North Carolina State University Athletics

COUNTDOWN TO KICKOFF: Grounds Crew
9/3/2005 12:00:00 AM | Football
Sept. 3, 2005
BY TIM PEELER
RALEIGH - What's it take to make the field at Carter-Finley Stadium green, red and white, with a little touch of black?
A year-round program of turfgrass management and a lot of paint.
In fact, every time the crew paints the field for an NC State home game, it buys about 150 gallons of red and 200 gallons of white Duron Athletic Field Marking Paint from a paint store on Hillsborough Street. And one pint of black, to outline the Block S logo at midfield.
Thursday afternoon, the crew - which includes athletic fields supervisor Joey Surratt, Dean Wade and three student workers - began the three-day process of marking Wayne Day Family Field for Sunday night's nationally televised home-opener against Virginia Tech and Monday's Aggie-Eagle Classic.
The process begins by measuring the field with a 100-yard tape measure, marking off the field yard-by-yard increments, something the crew does every time before it cranks the paint-spraying machines.
They outline the end zone, spelling out NC State in the north end zone and "Wolfpack" in the south end zone. At midfield, they outline the distinctive Block S logo that dominates the view of the field from the stands.
On the second day, they begin painting all the straight lines: yard lines, hash marks, end zone lines, and the numbers on the field. While the paint on portions of the field dries, Surratt climbs aboard his John Deere Model 2653 tractor to give the field its daily mowing, which takes about an hour and a half.
The third day of painting is Red Day, the easiest of the all the work, as Surratt and his crew colors within the lines with red paint and touching up any places that need it.
There are some changes on the Tiftway-419 Bermuda playing surface this season. The hedges that ringed the outside edges of the field near the grandstands were removed on Feb. 23, so that the grounds crew could dig trenches for television cable conduits and put in new gutters to remove water from the stands.
Previously, television production crews laid camera and electrical cables on either sidelines, creating a safety hazard during televised games. Now, all those cables are buried under the sidelines, with outlet boxes near the end zone that the television crews can plug into without putting cables on the ground.
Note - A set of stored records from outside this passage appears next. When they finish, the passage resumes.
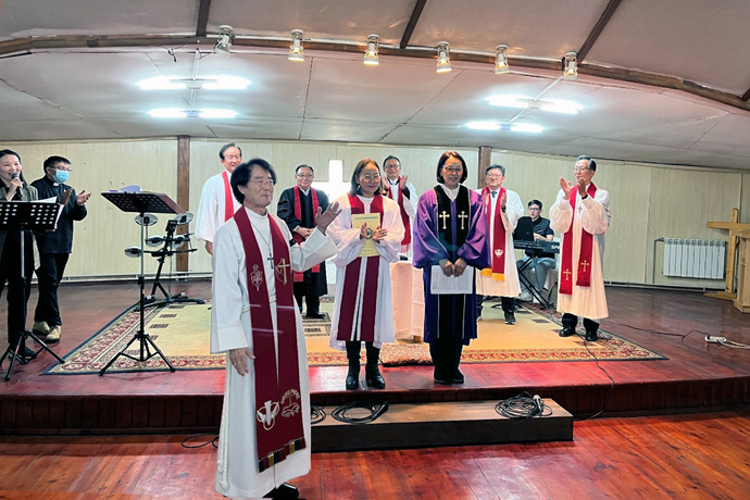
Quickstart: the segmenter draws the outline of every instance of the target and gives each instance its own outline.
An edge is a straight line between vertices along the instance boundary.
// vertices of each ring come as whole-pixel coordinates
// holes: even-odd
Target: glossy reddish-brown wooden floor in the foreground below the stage
[[[0,499],[221,498],[183,436],[0,438]],[[314,453],[308,499],[745,499],[750,412],[605,418],[572,442]]]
An additional benefit is giving teams about six to eight additional feet on the sidelines for game-day equipment, benches, training tables, etc.
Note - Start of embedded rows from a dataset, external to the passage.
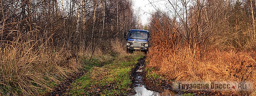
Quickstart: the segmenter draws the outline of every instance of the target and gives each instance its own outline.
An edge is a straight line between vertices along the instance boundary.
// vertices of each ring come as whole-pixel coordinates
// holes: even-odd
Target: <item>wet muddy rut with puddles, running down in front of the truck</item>
[[[149,88],[148,86],[155,86],[154,84],[150,84],[147,83],[145,86],[145,82],[147,79],[146,78],[146,72],[144,71],[145,69],[145,57],[140,58],[138,60],[138,63],[136,64],[136,66],[134,67],[134,69],[132,69],[132,81],[133,81],[133,93],[130,93],[129,95],[131,96],[176,96],[175,93],[173,93],[172,91],[168,90],[168,88],[165,87],[164,90],[162,90],[161,92],[159,90],[153,90],[151,91],[153,88]],[[166,85],[168,86],[168,85]],[[155,86],[156,87],[156,86]],[[159,87],[159,86],[158,86]],[[161,88],[163,89],[163,88]],[[135,91],[135,92],[134,92]]]

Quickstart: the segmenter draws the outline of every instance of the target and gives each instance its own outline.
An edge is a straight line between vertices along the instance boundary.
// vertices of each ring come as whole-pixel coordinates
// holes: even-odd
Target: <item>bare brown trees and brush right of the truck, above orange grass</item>
[[[148,24],[148,30],[156,34],[154,42],[166,40],[169,48],[194,51],[212,45],[238,51],[256,48],[254,0],[168,0],[166,4],[170,10],[152,13]]]

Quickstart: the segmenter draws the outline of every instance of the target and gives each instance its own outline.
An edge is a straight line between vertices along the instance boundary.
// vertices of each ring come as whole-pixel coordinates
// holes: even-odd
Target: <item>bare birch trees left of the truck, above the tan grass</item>
[[[29,36],[29,40],[43,42],[51,38],[51,44],[57,45],[58,41],[58,46],[65,44],[70,49],[88,46],[100,38],[120,37],[121,31],[138,26],[131,0],[2,0],[1,3],[2,45],[14,41],[21,33]]]

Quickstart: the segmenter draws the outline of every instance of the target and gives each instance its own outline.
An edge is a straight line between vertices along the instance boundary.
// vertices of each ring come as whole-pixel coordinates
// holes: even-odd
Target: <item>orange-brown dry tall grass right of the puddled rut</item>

But there are likely major changes coming after this season for a field that has been in place ever since the Rolling Stones played at Carter-Finley Stadium in 1994. That's the last time the field was completely redone and re-sod, according to Surratt.
The athletics department is awaiting approval for the start of construction on the North End Zone addition, which will close in that end of the stadium and add some 7,000 seats, as soon as this season is over. Both the feasibility study and design of the project have been completed, and the school is waiting on approval based on a $15 million budget, according to Senior Associate Athletics Director David Horning.
NC State Director of Outdoor Facilities Ray Brincefield also hopes to put in a new $500,000 athletic turf to replace the current field, which features a significant "turtleback" hump in the middle of the field. Carter-Finley has the only remaining field in the ACC with such a mound.
"We need to get rid of that hump, that's the main thing," Brincefield said. "No other school in the conference has that and our own practice facilities don't have that. So it can be a disadvantage."
It was a difficult grass-growing season in North Carolina this year, "a constant battle," said Surratt, who graduated from NC State in 2000 with twin degrees in turfgrass management and parks, tourism and recreation. The spring was unusually cool, the summer a little dry. The over-seeded rye stayed on about a month longer than it should have and the Bermuda grass didn't get a chance to establish particularly deep roots.
So the field got a lot of wear and tear when 16 high school teams participated in the Pigskin preview on Aug. 13 and when the NC State team held two preseason scrimmages. But by kickoff Sunday night, no one will notice a flaw on the field.
"I think based on the dry summer we have had, and the amount of traffic we have had on it, it is basically in perfect shape," Brincefield said. "I think it is exactly what you would want it to be with that amount of traffic on it, which means there is a little issue with density here and there.
"But it is just beautiful. It's in great shape."